Mystic River Movie Review
Director: Clint Eastwood
Starring: Sean Penn, Jason Kelly, Tim Robbins, Cameron Bowen, Kevin Bacon, Connor Paolo, Laurence Fishburne, Marcia Gay Harden, Laura Linney, Tom Guiry, Spencer Treat Clark, Andrew Mackin, Emmy Rossum, Jenny O'Hara, Kevin Chapman, Adam Nelson, Robert Wahlberg, Cayden Boyd, John Doman, Tori Davis, Jonathan Togo, Will Lyman, Ari Graynor
Oscar Wins: Best Actor (Sean Penn), Best Supporting Actor (Tim Robbins),
Other Nominations: Best Supporting Actress (Marcia Gay Harden), Best Director, Best Adapted Screenplay, Best Picture
In the criminal justice system, sexually based offenses are considered especially heinous. In Boston, the dedicated detectives who investigate these vicious felonies are members of an elite squad known as the Kevin Bacon Unit. This is his story.
Directed by Clint Eastwood, Mystic River is a heartbreaking crime story about three childhood friends who were forever changed when one of them was captured and abused by a child molester. Now in adulthood, Sean, Jimmy and Dave are dealing with a new tragedy: the brutal murder of Jimmy’s daughter, Katie.
Though adulthood has forced these three friends apart, this tragedy brings them all together again. Sean (Kevin Bacon) is the lead detective on Katie’s murder and Jimmy (Sean Penn) finds himself turning to Dave (Tim Robbins) for emotional support – that is until Dave becomes suspect #1.
I really don’t want to say too much about this movie because it boasts a GREAT twist at the end…so be careful what you Google before you watch it! But I will say this: In a town where everyone knows your name, you like to think you can trust your family, your friends, your spouse. But that’s not always the case.
Mystic River was nominated for Best Picture, Best Director, Best Actor, Best Supporting Actor, Best Supporting Actress and Best Adapted Screenplay.

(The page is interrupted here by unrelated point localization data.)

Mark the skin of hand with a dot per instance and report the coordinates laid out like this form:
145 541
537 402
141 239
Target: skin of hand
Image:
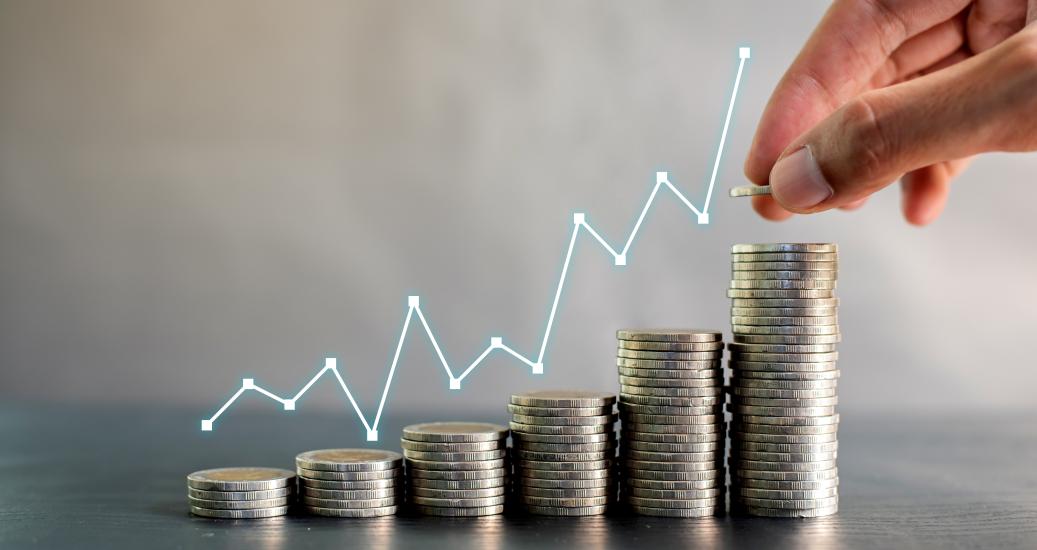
888 89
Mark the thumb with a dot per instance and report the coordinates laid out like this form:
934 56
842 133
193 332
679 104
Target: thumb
985 103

Sean Penn took home a well-deserved Oscar for Best Actor, as did Tim Robbins for Best Supporting Actor. This film also earned several accolades outside of the Academy Awards, including Golden Globe awards, Critics’ Choice awards and won in a variety of film festivals.
As is the case with most police dramas, we want a character to hate here. We want to know who we can trust and who we can’t – but that resolution is not offered in Mystic River. There’s no one to hate. Whether or not director Clint Eastwood intended for us to sympathize with all the characters, he achieved it. We feel for them. We grieve with them. In the quiet, unspoken moments between these three boys, we not only understand their anger, we can even relate to it. Which can only beg the question – does that make US the bad guys?